ECLI:NL:RBDHA:2024:993
Rechtbank Den Haag
- Eerste aanleg - enkelvoudig
- H. Hanssen - Telman
- Rechtspraak.nl
Afwijzing asielaanvraag van Thaise eiseres wegens kennelijk ongegrond verklaarde vrees voor vervolging
Op 30 januari 2024 heeft de Rechtbank Den Haag uitspraak gedaan in de zaak van een Thaise eiseres die een asielaanvraag had ingediend. Eiseres had op 26 februari 2020 een aanvraag tot het verlenen van een verblijfsvergunning asiel ingediend, welke door de staatssecretaris van Justitie en Veiligheid op 28 december 2021 als kennelijk ongegrond was afgewezen. De rechtbank had eerder, op 20 september 2022, deze afwijzing vernietigd en verweerder opgedragen een nieuw besluit te nemen. Echter, na een nieuwe afwijzing op 10 januari 2023 en een daaropvolgende vernietiging op 26 september 2023, werd de aanvraag opnieuw afgewezen op 18 december 2023.
Tijdens de zitting op 23 januari 2024 werd het beroep van eiseres behandeld.
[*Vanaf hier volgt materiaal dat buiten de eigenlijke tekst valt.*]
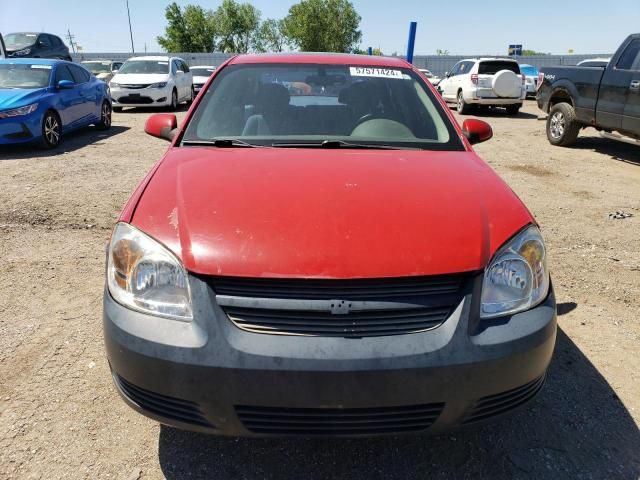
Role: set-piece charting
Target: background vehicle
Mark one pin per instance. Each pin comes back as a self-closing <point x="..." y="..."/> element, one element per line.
<point x="530" y="78"/>
<point x="493" y="82"/>
<point x="40" y="100"/>
<point x="35" y="45"/>
<point x="201" y="74"/>
<point x="152" y="82"/>
<point x="594" y="62"/>
<point x="103" y="69"/>
<point x="323" y="285"/>
<point x="607" y="99"/>
<point x="432" y="78"/>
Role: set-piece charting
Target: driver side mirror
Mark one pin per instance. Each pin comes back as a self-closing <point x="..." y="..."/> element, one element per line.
<point x="162" y="125"/>
<point x="477" y="131"/>
<point x="65" y="84"/>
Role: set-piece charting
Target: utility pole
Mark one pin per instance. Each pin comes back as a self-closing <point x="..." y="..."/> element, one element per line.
<point x="70" y="38"/>
<point x="130" y="30"/>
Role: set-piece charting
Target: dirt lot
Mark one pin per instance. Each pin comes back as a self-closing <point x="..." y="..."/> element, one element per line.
<point x="60" y="417"/>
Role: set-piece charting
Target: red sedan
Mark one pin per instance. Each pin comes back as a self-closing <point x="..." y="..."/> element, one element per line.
<point x="321" y="252"/>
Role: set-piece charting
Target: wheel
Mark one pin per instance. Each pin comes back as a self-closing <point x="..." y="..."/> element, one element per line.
<point x="105" y="116"/>
<point x="562" y="126"/>
<point x="513" y="109"/>
<point x="174" y="101"/>
<point x="462" y="107"/>
<point x="51" y="130"/>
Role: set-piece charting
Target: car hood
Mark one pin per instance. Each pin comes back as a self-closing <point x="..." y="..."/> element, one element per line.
<point x="14" y="98"/>
<point x="140" y="78"/>
<point x="307" y="213"/>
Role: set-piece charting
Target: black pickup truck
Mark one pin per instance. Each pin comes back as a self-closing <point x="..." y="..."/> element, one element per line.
<point x="605" y="98"/>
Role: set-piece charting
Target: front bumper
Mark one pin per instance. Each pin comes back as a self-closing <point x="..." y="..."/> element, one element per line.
<point x="210" y="376"/>
<point x="22" y="129"/>
<point x="143" y="97"/>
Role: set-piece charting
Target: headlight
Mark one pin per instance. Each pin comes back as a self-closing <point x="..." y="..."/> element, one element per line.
<point x="17" y="112"/>
<point x="24" y="51"/>
<point x="517" y="278"/>
<point x="145" y="276"/>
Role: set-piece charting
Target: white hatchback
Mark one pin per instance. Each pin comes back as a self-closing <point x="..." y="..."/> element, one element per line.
<point x="152" y="82"/>
<point x="495" y="82"/>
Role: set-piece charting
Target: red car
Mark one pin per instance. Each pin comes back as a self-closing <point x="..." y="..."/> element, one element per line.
<point x="321" y="252"/>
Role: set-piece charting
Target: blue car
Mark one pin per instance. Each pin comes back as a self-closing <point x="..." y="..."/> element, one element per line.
<point x="40" y="100"/>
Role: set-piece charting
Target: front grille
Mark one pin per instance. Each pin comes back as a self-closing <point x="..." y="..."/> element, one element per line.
<point x="339" y="308"/>
<point x="338" y="421"/>
<point x="182" y="411"/>
<point x="137" y="100"/>
<point x="134" y="87"/>
<point x="504" y="402"/>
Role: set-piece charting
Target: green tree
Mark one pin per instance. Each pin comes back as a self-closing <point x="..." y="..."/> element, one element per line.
<point x="191" y="29"/>
<point x="323" y="26"/>
<point x="270" y="36"/>
<point x="237" y="26"/>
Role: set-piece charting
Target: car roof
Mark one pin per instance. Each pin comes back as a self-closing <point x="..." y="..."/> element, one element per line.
<point x="33" y="61"/>
<point x="326" y="58"/>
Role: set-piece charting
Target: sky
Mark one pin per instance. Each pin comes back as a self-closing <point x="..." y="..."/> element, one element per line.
<point x="463" y="27"/>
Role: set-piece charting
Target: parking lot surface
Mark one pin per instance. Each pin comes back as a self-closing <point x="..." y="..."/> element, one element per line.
<point x="60" y="416"/>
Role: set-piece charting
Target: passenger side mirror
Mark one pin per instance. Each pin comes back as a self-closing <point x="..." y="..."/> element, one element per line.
<point x="65" y="84"/>
<point x="477" y="131"/>
<point x="162" y="125"/>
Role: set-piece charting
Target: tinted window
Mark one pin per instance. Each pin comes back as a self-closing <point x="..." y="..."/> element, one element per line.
<point x="80" y="74"/>
<point x="494" y="66"/>
<point x="629" y="56"/>
<point x="24" y="76"/>
<point x="63" y="73"/>
<point x="309" y="104"/>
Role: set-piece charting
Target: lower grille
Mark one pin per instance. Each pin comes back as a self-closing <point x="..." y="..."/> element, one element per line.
<point x="334" y="421"/>
<point x="168" y="407"/>
<point x="500" y="403"/>
<point x="131" y="99"/>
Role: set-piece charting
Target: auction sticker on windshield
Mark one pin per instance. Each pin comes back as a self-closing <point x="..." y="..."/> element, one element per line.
<point x="375" y="72"/>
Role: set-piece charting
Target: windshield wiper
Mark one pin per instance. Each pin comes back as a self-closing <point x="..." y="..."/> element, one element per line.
<point x="221" y="143"/>
<point x="342" y="144"/>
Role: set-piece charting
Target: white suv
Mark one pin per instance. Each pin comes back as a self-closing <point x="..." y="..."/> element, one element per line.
<point x="495" y="82"/>
<point x="152" y="82"/>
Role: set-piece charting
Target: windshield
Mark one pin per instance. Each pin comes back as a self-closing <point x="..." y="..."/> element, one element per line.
<point x="24" y="76"/>
<point x="310" y="104"/>
<point x="202" y="72"/>
<point x="97" y="67"/>
<point x="20" y="39"/>
<point x="145" y="66"/>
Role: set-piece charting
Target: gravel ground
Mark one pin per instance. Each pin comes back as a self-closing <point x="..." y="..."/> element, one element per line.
<point x="60" y="417"/>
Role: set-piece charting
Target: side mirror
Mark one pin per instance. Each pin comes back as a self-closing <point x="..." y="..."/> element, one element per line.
<point x="65" y="84"/>
<point x="162" y="125"/>
<point x="477" y="131"/>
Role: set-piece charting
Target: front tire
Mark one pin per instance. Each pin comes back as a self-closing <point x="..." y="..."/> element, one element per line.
<point x="105" y="117"/>
<point x="51" y="130"/>
<point x="562" y="126"/>
<point x="462" y="107"/>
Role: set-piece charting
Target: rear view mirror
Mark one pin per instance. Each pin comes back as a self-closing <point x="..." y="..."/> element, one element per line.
<point x="162" y="125"/>
<point x="477" y="131"/>
<point x="65" y="84"/>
De rechtbank beoordeelde of de staatssecretaris de aanvraag terecht als kennelijk ongegrond had afgewezen. Eiseres voerde aan dat zij in Thailand problemen ondervond vanwege haar relatie met een moslimman en vreesde voor haar ex-echtgenoot. De rechtbank oordeelde dat de relevante elementen van het asielrelaas onvoldoende zwaarwegend waren om aan te nemen dat eiseres een vluchteling was in de zin van het Vluchtelingenverdrag. De rechtbank concludeerde dat de staatssecretaris de aanvraag terecht had afgewezen en dat er geen aanleiding was om af te wijken van eerdere uitspraken.
De rechtbank verklaarde het beroep ongegrond en bevestigde de afwijzing van de asielaanvraag, evenals het opgelegde inreisverbod. Eiseres had geen voldoende onderbouwde redenen aangedragen om van het inreisverbod af te zien. De uitspraak werd gedaan door mr. H. Hanssen - Telman, in aanwezigheid van griffier mr. F. Aissa.